Correlation and Causation
However, other doctors and researched remain convinced that marijuana use is a key factor in the development of psychotic disorders. NPR noted the existence of eight clinical studies, “following hundreds to thousands of people for decades,” that have suggested that cannabis use correlates with schizophrenia and other psychotic disorders.23 This has put the National Institutes of Health in the unlikely position of defending marijuana. Dr. Volkow points out that the body of research does not prove that marijuana simply causes schizophrenia, only that people with schizophrenia tend to smoke marijuana, possibly as a way of self-medicating their symptoms). The psychosis itself might be the trigger that makes people want to use cannabis and not the other way around.
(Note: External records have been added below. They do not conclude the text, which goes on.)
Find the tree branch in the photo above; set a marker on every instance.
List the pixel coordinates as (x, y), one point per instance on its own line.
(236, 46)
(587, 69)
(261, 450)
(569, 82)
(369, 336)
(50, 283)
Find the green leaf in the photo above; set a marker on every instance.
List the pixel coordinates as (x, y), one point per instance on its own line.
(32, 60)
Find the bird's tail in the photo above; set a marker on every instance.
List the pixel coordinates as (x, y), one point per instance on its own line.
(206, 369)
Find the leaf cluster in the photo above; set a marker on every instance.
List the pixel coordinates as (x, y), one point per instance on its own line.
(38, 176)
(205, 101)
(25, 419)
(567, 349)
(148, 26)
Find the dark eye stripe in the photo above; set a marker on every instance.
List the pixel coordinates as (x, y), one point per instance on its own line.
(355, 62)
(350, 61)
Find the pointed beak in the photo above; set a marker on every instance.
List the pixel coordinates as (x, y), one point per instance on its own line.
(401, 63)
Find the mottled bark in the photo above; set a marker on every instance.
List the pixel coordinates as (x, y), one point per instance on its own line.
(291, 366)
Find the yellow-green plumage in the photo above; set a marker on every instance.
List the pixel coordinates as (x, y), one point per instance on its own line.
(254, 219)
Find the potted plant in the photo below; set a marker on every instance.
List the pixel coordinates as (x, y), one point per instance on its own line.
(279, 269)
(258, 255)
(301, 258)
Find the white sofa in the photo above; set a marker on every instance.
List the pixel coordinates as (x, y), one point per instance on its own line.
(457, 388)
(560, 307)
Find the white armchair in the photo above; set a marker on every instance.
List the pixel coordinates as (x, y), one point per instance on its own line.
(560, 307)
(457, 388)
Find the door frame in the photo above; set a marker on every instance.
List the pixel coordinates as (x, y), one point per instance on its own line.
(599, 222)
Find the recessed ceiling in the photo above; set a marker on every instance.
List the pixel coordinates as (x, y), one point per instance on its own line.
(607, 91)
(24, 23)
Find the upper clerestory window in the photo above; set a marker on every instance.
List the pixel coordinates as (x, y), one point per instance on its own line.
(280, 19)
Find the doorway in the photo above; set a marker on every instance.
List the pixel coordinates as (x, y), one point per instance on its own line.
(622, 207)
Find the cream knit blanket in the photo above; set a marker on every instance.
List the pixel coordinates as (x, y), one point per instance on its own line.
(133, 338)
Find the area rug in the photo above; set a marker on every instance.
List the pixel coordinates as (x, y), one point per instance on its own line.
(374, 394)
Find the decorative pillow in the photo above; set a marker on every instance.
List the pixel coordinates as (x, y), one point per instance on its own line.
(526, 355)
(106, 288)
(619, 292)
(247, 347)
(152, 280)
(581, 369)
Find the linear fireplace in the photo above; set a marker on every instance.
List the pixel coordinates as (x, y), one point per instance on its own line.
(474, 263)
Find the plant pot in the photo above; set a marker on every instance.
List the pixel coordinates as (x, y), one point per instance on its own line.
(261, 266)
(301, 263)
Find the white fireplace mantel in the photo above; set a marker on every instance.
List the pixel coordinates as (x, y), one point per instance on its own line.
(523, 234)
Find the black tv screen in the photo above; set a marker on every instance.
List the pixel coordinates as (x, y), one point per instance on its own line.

Ultimately, said Dr. Volkow, what is beyond question is that if a patient with a vulnerability to schizophrenia uses cannabis, that behavior will likely activate the genes that induce psychotic episodes. A study published in Biological Psychiatry found that the combination of genetic factors and substance abuse increases the risk of developing schizophrenia sixfold.24 For someone who doesn’t have those genes, “you can smoke all the marijuana you want, and it will make no difference” to the development of psychotic disorders, although there are many other health risks to marijuana consumption.
Treating Psychotic Disorders and Substance Abuse
In most cases of psychotic disorders brought about by substance abuse, discontinuing the substance and giving the patient an antipsychotic drug (such as clozapine, quetiapine, or asenapine, among other options) will help them manage both the substance abuse cravings and withdrawal symptoms, and the symptoms of the psychosis (specifically, the hallucinations and disorganized thinking). This is most effectively used when patients abuse drugs that interfere with the production and reabsorption of the dopamine neurotransmitter.25 The medications can be administered for short-term use, or they may be prescribed for the long-term to ease psychotic symptoms in patients who have the genetic risk for developing the disorder.
The choice of various forms of antipsychotic medications (typical or atypical) depends in large part on whether the patient has a vulnerability toward developing psychotic disorders, or if the symptoms of psychosis are a direct result of the substance abuse and nothing else.26
Psychosis as the result of hallucinogenic drugs like LSD requires a lot of rest and quiet observation. Medication might not be necessary.
Outside of medication, patients suffering from substance abuse and psychotic symptoms will likely require an intensive course of counseling to address the mental health fallout of the co-occurring conditions. This can entail individual sessions as well as group and family therapy. Even after formal therapy has concluded, the person is best advised to continue receiving aftercare support in the form of peer-led groups, to continue to keep the substance abuse cravings and the possible psychotic symptoms under control.